P.H. : Je ne les ressens pas. Mais cela fait dix ans que je ne suis plus avocate. La situation a pu évoluer. À titre personnel, je n’ai jamais eu de problèmes. Maintenant que je suis magistrate, je crois que ma porte est toujours ouverte quand les avocats veulent venir me parler. J’espère que cela sera toujours le cas. Il va y avoir à Bobigny des travaux de grande envergure, avec une volonté de faire, comme à Paris, des zones réservées au public séparées des bureaux. Je suis contre cette idée car je crains que cela ne vienne limiter l’accès au juge et détériorer les relations entre magistrats et avocats.
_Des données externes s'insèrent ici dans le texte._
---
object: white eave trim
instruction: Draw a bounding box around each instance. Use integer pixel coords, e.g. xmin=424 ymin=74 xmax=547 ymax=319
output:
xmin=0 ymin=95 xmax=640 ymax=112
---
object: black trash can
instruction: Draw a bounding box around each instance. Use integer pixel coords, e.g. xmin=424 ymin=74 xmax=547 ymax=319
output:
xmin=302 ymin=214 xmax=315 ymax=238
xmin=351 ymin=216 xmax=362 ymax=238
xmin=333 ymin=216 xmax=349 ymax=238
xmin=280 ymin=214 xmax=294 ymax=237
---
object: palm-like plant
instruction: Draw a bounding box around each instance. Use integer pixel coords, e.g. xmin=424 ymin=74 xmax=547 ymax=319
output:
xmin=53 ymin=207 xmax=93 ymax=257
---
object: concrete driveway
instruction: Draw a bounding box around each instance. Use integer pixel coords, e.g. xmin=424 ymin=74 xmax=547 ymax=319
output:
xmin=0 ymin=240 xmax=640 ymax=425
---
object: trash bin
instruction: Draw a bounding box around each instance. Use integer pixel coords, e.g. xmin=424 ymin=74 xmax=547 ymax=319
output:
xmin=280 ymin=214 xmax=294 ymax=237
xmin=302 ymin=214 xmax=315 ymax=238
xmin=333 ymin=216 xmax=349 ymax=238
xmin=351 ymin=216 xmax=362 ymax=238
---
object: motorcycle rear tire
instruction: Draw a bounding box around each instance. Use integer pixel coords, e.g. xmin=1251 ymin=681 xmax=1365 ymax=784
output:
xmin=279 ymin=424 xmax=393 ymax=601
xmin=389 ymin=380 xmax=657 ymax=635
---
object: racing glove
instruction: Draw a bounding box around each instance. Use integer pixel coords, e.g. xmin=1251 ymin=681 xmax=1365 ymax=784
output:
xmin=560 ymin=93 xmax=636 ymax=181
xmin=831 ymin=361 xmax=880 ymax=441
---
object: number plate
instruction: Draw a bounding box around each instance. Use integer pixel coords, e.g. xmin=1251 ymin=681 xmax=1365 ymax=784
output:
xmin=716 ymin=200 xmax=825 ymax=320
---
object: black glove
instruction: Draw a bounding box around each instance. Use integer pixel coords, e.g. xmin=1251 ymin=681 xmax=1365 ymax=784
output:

Aujourd’hui, celles-ci sont bonnes à Bobigny. Nous avons récemment tenu des portes ouvertes au tribunal. Les magistrats, débordés, étaient peu présents, mais les avocats étaient venus, en nombre. Un exemple de plus qui montre que, dans cette juridiction, on peut compter les uns sur les autres.

AJ : Ne regrettez-vous jamais votre ancien métier d’avocate ?

P.H. : Quand on est avocat, on se spécialise dans un domaine et on ne fait plus que cela, au risque de se lasser. Quand on est magistrat, à l’inverse, on change de fonctions régulièrement. On passe du pénal au civil, du parquet au siège. On apprend sans cesse. Pour cela, c’est un très beau métier.